The crisis of “liberal democracy” is at the centre of discussions in the academic, industry and media circles in the West.
This idea has taken centre stage only because of the post-1989 narrative, which shows the “liberal capitalist” order as having won post-Second World War.
Tomorrow (31 May), I am attending a conference that deals with the decline of Western “liberalism capitalism” and how it should be arrested. In the past year, I have been submerged with articles and books that discuss the same topic. They come from all parts of social sciences: economics, politics, sociology, anthropology, geopolitics… It seems that you cannot write anything meaningful today unless you first address “populism” and the crisis of “liberal democracy”.
Throughout all of this, I have had a strong feeling of “unreality”. Not only because the people who write about the crisis live the lives that are, by far, the best lives in the history of humankind, but that the talk of the crisis seems vastly exaggerated. And I was wondering where does this extravagant fear, “the end is nigh”, come from. The cause, I think, is twofold: lack of knowledge of history and, more importantly, the Fukuyama-like narrative of post 1989 triumphalism.
The post-1989 narrative that was, often for self-serving reasons, promulgated in both the academic and popular circles in the West (and in the former Eastern bloc for obvious reasons) saw the period after the end of Second World War as a victory of liberal capitalist democracy that was not allowed to take place in some parts of the world because of the imposition of Soviet “glacis”. Once the Soviet pressure relaxed all these countries, and of course all the others (according to the triumphalist narrative) from Iraq to China, saw, or will soon see, the advantages of liberal capitalism and adopt the system. It was a very simple and seductive narrative. While Fukuyama’s original essay was based on important, Hegelian historical and ideological precedents, it gradually got watered down into a simplified Hollywoodesque story of a battle of good and evil – where it was even incomprehensible how the “evil” (except for its intrinsic “evilness”) was able to put up such a good fight for decades.
In reality, as even amateurish students of European history know, that narrative is deeply flawed. Europe, as it emerged after the Second World War with fascism defeated in Germany and Italy, but its many tentacles present all over Europe, was internally deeply divided between the democratic and Communist factions. The former eventually prevailed, but after having to keep in check, and often by very brutal and undemocratic means, one-quarter of the electorate in France and Italy, large organised trade unions linked with Communist and socialist parties in most of Continental Europe, all the while supporting capitalist dictatorial regimes in most of the Mediterranean Europe and in places as far away as Chile, Guatemala, Taiwan and South Korea. And not to mention fighting innumerable colonialist and post-colonialist wars where the “liberal democracies” invariably and not accidentally supported the “bad” guys : from Mobutu in Congo to Holden Roberto in Angola.

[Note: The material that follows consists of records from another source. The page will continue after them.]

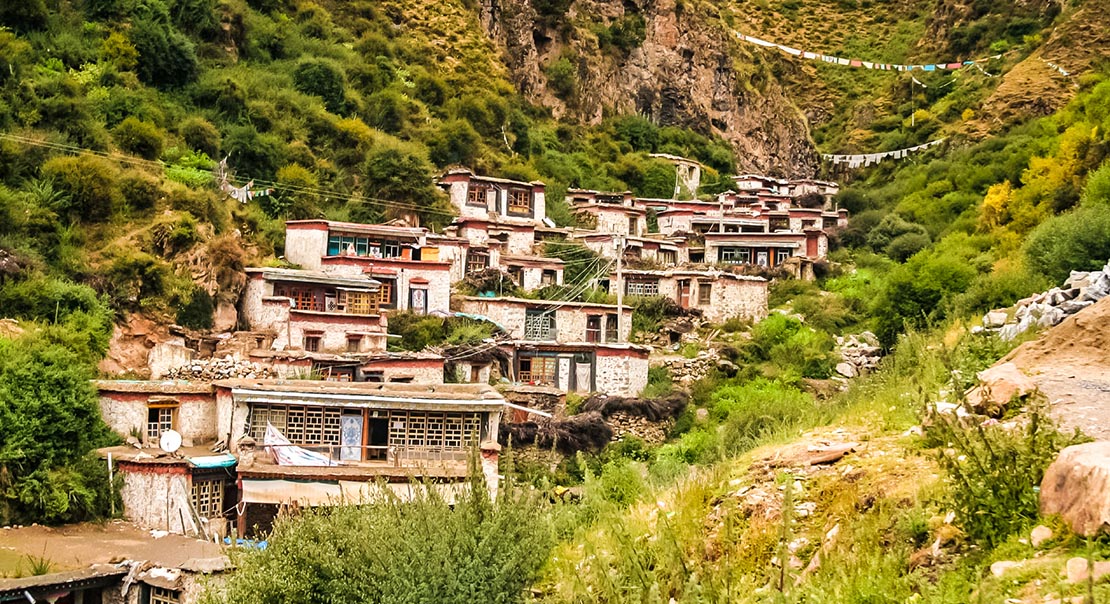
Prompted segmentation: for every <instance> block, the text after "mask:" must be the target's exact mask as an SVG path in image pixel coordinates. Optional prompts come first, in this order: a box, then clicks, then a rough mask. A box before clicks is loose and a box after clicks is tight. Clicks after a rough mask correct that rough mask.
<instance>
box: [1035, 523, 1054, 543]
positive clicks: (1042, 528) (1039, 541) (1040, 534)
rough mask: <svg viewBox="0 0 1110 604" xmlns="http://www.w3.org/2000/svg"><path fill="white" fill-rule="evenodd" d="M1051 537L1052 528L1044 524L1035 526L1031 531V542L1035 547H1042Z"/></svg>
mask: <svg viewBox="0 0 1110 604" xmlns="http://www.w3.org/2000/svg"><path fill="white" fill-rule="evenodd" d="M1050 538H1052V530H1051V529H1049V527H1048V526H1045V525H1043V524H1040V525H1037V526H1035V527H1033V530H1032V531H1031V532H1030V533H1029V544H1030V545H1032V546H1033V547H1040V546H1041V545H1042V544H1043V543H1045V542H1047V541H1048V540H1050Z"/></svg>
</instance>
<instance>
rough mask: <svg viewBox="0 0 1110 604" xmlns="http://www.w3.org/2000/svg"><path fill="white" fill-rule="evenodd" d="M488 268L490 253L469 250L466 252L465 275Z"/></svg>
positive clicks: (487, 268) (488, 265)
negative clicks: (465, 270) (467, 251)
mask: <svg viewBox="0 0 1110 604" xmlns="http://www.w3.org/2000/svg"><path fill="white" fill-rule="evenodd" d="M488 268H490V253H488V252H480V251H476V250H470V251H468V252H466V273H467V274H470V273H476V272H481V271H484V270H486V269H488Z"/></svg>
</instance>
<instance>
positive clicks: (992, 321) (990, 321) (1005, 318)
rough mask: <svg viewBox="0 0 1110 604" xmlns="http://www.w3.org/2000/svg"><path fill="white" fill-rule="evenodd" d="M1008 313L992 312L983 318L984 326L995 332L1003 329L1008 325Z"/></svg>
mask: <svg viewBox="0 0 1110 604" xmlns="http://www.w3.org/2000/svg"><path fill="white" fill-rule="evenodd" d="M1006 319H1007V316H1006V312H1003V311H990V312H988V313H987V314H986V315H983V318H982V326H985V328H987V329H990V330H993V329H998V328H1001V326H1002V325H1005V324H1006Z"/></svg>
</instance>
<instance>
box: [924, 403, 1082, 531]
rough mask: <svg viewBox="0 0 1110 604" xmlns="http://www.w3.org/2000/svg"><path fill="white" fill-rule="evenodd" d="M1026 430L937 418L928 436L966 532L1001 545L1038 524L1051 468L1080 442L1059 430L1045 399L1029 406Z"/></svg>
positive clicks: (1002, 425)
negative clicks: (1040, 493) (1046, 477)
mask: <svg viewBox="0 0 1110 604" xmlns="http://www.w3.org/2000/svg"><path fill="white" fill-rule="evenodd" d="M1026 411H1027V414H1026V417H1023V419H1022V420H1021V422H1022V423H1023V425H1021V427H1019V429H1016V427H1007V426H1005V425H1001V424H998V425H992V426H987V427H983V426H981V425H972V426H966V425H963V424H961V423H960V422H959V421H958V420H956V419H955V417H953V416H950V415H942V414H935V415H934V417H932V421H931V422H929V427H928V429H927V432H926V436H927V437H928V439H929V440H930V441H931V442H934V443H938V444H939V445H940V449H939V451H938V461H939V462H940V466H941V469H942V470H944V472H945V474H946V477H947V482H948V497H947V499H948V501H947V503H948V504H949V505H951V510H952V511H955V512H956V516H957V520H958V522H959V524H960V526H961V527H962V529H963V532H965V533H967V535H968V536H969V537H970V538H971V540H972V541H975V542H977V543H979V544H981V545H985V546H988V547H996V546H998V545H999V544H1001V543H1003V542H1005V541H1007V538H1009V537H1010V536H1011V535H1013V534H1015V533H1017V532H1019V531H1022V530H1023V529H1028V527H1029V526H1030V525H1031V524H1033V523H1035V522H1036V521H1037V517H1038V511H1039V501H1040V500H1039V487H1040V483H1041V479H1043V476H1045V470H1046V469H1047V467H1048V465H1049V464H1050V463H1052V461H1053V460H1056V456H1057V454H1058V453H1059V452H1060V450H1061V449H1063V447H1064V446H1068V445H1070V444H1074V443H1076V442H1077V436H1071V437H1067V436H1064V435H1062V434H1061V433H1060V432H1058V431H1057V429H1056V425H1055V424H1053V423H1052V420H1051V419H1050V417H1049V415H1048V412H1047V411H1048V410H1047V407H1046V405H1045V403H1043V401H1036V402H1033V403H1031V404H1029V405H1028V406H1027V410H1026Z"/></svg>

“Liberal democracy” was in a continual crisis, fighting for its mere survival, buffeted domestically by strikes, wage demands, RAF and Brigate Rosse, and internationally by the challenges of the Third World emancipation and Soviet influence. It fought off all challengers and survived, not because everybody, as the triumphalist narrative would have it, saw that it was a more “natural” system, but because it used power and intimidation on the one hand, and superior economic performance for the masses on the other. In 1945, the chances of democratic capitalism winning over the Soviet system were 10 per cent (read Schumpeter); in 1965, they were 30 per cent (read Samuelson, Galbraith and Tinbergen); in 1975, they were 60 per cent; by 1985, they were 90 per cent; and in 1989, it won. So at the end, the system that, up to the mid-1970s, did not even dare mention its name (“capitalism”), because it was used only by the left and only as a term of opprobrium, could openly declare what it was and hyphenate it, dubiously, with the adjective of “liberal”.
When you have in your mind this (I think) much more accurate narrative of the past half-century, the current crisis can only be seen as one of the many crises of capitalism. Like a swimmer that at times goes down under water when the winds are high and then re-emerges when the winds die down, liberal capitalism is now going through one of its periodic episodes of withdrawal and weakness. There is no guarantee that it will emerge victorious from this one – it did not in 1917, nor in 1922, nor in 1933 – but it allows us to think of the problem much more clearly than if we view the world through the misleading lenses of a continuous and conflictless march toward the chiliastic reign of democracy and “liberalism”.
This is where unfortunately the vulgarisers of Fukuyama terribly misled the young Western generation. Having had no direct experience of attractiveness and importance of nationalism, Fascism, populism or Communism (the Orwell of “Homage to Catalonia” is never mentioned, but the Orwell of the “Animal Farm” is known by all.) they imagined that no rational human being could ever entertain such views. They imagined that such beliefs had to be imposed from without – by the use of extravagant force. So, they believed (in part because it also economically suited them as many of them came of age in the last decade of the twentieth century), that the foreordained teleological march towards the system about which their parents and grandparents entertained serious doubts, could no longer be forestalled. When the march deviated from the planned course, they panicked. But they should not. They should look back at history: historia magistra vitae est.